Greetings r-sig-geo!

I have a large dataset that contains multiple observations for various fips
codes located in the central portion of the United States.  Within this
data set, I have merged lat/long coordinates to zip codes and have plotted
the results of average precipitation (appt) on a map using ggplot2.  I have
been playing with various ways of plotting to provide the most visually
appealing method for displaying the data in the most telling way.  However,
I'm not sure if I'm using the correct methods and am looking for assistance
in other ways to plot the data.  In particular, I'm looking for a gradient
effect to show where the highest levels of precipitation were.  I
appreciate any help and direction you can provide.

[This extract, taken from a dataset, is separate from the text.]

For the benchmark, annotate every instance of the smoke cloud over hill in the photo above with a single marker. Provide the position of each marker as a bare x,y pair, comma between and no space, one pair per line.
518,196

Here is what I'm trying to achieve (although I know it's a raster object) :
http://nrelscience.org/2013/05/30/this-is-how-i-did-it-mapping-in-r-with-ggplot2/

This is a small subset of my dataset and I'm posting a link because the
dput is too large.

Data set : https://www.dropbox.com/s/0evuvrlm49ab9up/PRISM_1895_db.csv?dl=0

Code :

PRISM_1895_db <- read.csv("/.../PRISM_1895_db.csv")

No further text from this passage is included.